Thanks to a JetBrains case study published in 2021, we actually know a fair amount about what’s under the hood:

  • Kotlin Multiplatform across iOS, Android, and web. They switched from Swift in early 2020 and now share code across all three clients. The entire iOS project is Kotlin with the exception of about 5 Swift files.
  • Tomcat backend on AWS with a PostgreSQL database.
  • The original prototype was a TypeScript web app that got thrown out when they committed to building a native iOS app (launched August 2015).

The Kotlin Multiplatform choice is interesting on its own. This was a relatively early and ambitious adoption of KMM for a consumer app with 500K+ subscribers. Sharing everything but layout code across three platforms with a small team is a significant engineering leverage play.

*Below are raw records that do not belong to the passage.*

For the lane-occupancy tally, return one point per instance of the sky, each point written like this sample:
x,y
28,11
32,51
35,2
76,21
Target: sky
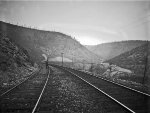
x,y
90,22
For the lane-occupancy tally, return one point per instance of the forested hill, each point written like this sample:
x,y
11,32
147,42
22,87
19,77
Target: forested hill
x,y
113,49
38,42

Where Does the Content Live?

One open question: how much lives on-device vs. streamed? 18 hours of video would be massive to download upfront, so the app likely streams or fetches segments on demand and caches what you’ve used recently. The sequencing logic itself almost certainly runs locally (choosing which poses to assemble doesn’t require a server), but the media delivery is probably smarter than a full upfront download. This is one of those details I’d love to know more about.

Why It’s Hard to Copy

The moat here isn’t the algorithm. Any decent engineer could build a rules-based sequencing system. The moat is the content production pipeline:

  • Recording hundreds of individual pose clips from multiple angles
  • At multiple difficulty levels
  • With multiple instructors and voices
  • With enough transition material that the cuts feel natural
  • And then building and tuning the sequencing logic until the output feels like a real class

That last part is the hardest. The difference between “technically correct sequence of yoga poses” and “this feels like a great class” is enormous, and it requires deep domain expertise in yoga instruction. That’s exactly what Simon brought from his teacher training.

The Pattern

Down Dog is the best example I’ve seen of a broader architectural pattern: finite content library + smart assembly logic = perceived infinite variety.

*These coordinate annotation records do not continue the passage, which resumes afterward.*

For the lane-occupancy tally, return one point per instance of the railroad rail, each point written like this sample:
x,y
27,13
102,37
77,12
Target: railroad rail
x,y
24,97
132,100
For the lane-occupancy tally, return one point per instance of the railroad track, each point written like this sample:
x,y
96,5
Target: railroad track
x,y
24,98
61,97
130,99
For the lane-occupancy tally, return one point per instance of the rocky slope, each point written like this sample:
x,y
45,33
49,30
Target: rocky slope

You see it in other places once you start looking:

  • Waking Up (meditation app): modular guided meditation segments assembled into sessions
  • Adaptive workout apps: exercise libraries with programmatic progression
  • Procedural game content: the same principle that drives roguelikes and procedural level generation

The user experiences something that feels personal and fresh every time. Under the hood, it’s a carefully designed library of components and a set of rules for combining them.

As an engineer, that’s the part I find most elegant. It’s not brute force (record thousands of classes). It’s not pure AI (generate everything from scratch). It’s a thoughtful middle ground: human-created content, algorithmically assembled. The humans ensure quality. The algorithm ensures variety.

A Small Caveat

I should note: I have no affiliation with Down Dog. The architecture I’ve described is based on publicly available information: the JetBrains case study, interviews with the founders, and my own observations as a long-time user. Some of the specifics about how content segments are stored and assembled are my best inference, not confirmed implementation details.

If anyone on the Down Dog team ever reads this and wants to correct or expand on anything, I’d genuinely love to hear from you. Reach out anytime.


Down Dog is available on iOS, Android, and the web. If you do yoga at home, it’s worth trying.